Селезнев стоял, нервно попыхивая трубкой, один на веранде, когда мягкая рука Суровского легла ему на плечо.
– Вы меня покорили своей открытостью, честностью и желанием видеть все в свете идеальном. Мне о вас рассказал Трубин. Он сам отказался быть в нашем сообществе «вольных каменщиков», о котором вы, как человек образованный, конечно, слышали. Нам скоро снова легче дышать будет, придет новый правитель, закончатся гонения на масонов. Мы вербуем в свои ряды самых стойких и верящих, имеющих собственное душевное стройство. Не мучайтесь над чужим горем. Думайте о высшей благодати высших людей.
Селезнев знал, конечно, о масонах, о некоторых их таинствах, но вот так прямо получить приглашение он не ожидал и лишь спросил:
– А как же всеобщее благоденство и справедливость?
Суровский пожал плечами:
– В цепи тварей нет равных совершенно, и натура говорит нам о невозможности равенства. Забудьте эту химеру.

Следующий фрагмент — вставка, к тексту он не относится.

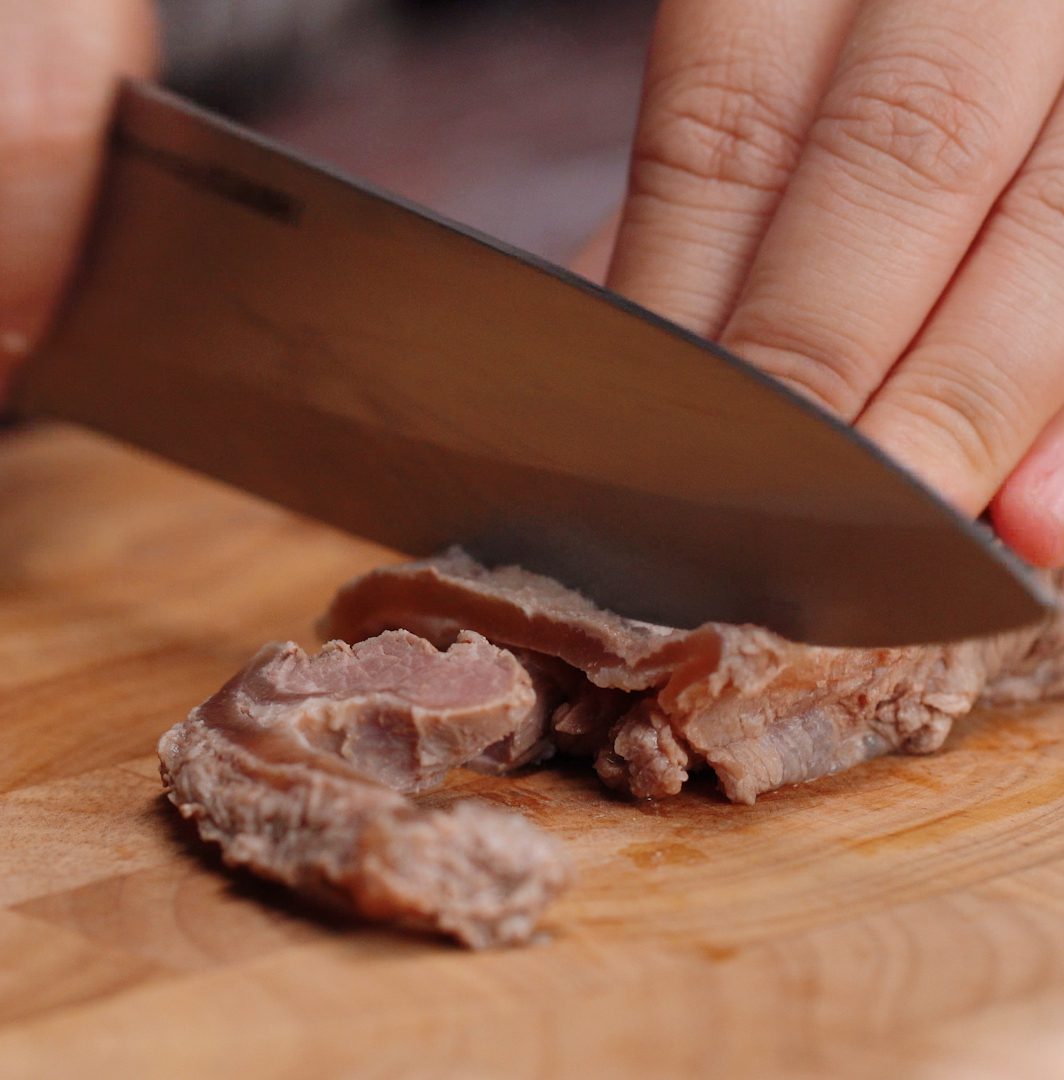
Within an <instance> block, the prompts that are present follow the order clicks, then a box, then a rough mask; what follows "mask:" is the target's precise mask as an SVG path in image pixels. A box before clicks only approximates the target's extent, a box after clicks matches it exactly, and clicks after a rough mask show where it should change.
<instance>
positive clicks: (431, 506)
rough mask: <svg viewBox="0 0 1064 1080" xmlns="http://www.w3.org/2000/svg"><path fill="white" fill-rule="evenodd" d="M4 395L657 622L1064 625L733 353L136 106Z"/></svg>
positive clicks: (596, 289)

Селезнев почти сразу не принял эти слова, но промолчал и лишь через минуту сказал:
– Потом поговорим. Спать пора. Завтра в Одессу еду.
МИГЕИ
Дорога из Вознесенска в Одессу была красивой. Но душа и сердце инженера Селезнева сегодня жили вразнобой с природой. Обычно ее состояние – сияние солнечных лучей, легкий степной ветер, крепкий морозный воздух – как-то отвечало его настроению, подбадривало или вселяло необходимую для каждого человека грусть. Сегодняшние цветущие сады, ковры степных цветов, задорные переливы жаворонка вызывали раздражение. Весь он был взволнован, взбудоражен спорами в Вознесенске. И не угрозы и обещания пресечь якобинца пугали его. А то, что он не знал, как на все ответить, что защищать в своем Отечестве, против чего бороться. Но сила и роскошь попирают человеческие и народные права, истощают и обременяют род человеческий. Что же им-то противопоставить? Знание! Причина заблуждений есть невежество, а совершенства – знание. Вот к чему надо стремиться. Знал он, что крепостничество – скотство, но как жить без слуг, без ухода? Ведь не безграмотные же мужики, не неотесанные купцы будут нести просвещение и разум, о котором он так пекся. А может быть, и они тоже, ведь говорят же о Франции… Но что же происходит в действительности там, на родине лозунгов о свободе, равенстве и братстве? Почему оттуда доносятся то отрывки революционной «Марсельезы», то глухой звон золота? Одни утверждают, что там воссели кровавые деспоты, другие говорят, что наконец наступило царство братства. Для кого наступило? Да и наступило ли оно? Как хотелось бы увидеть все это самому, узнать и сделать выбор…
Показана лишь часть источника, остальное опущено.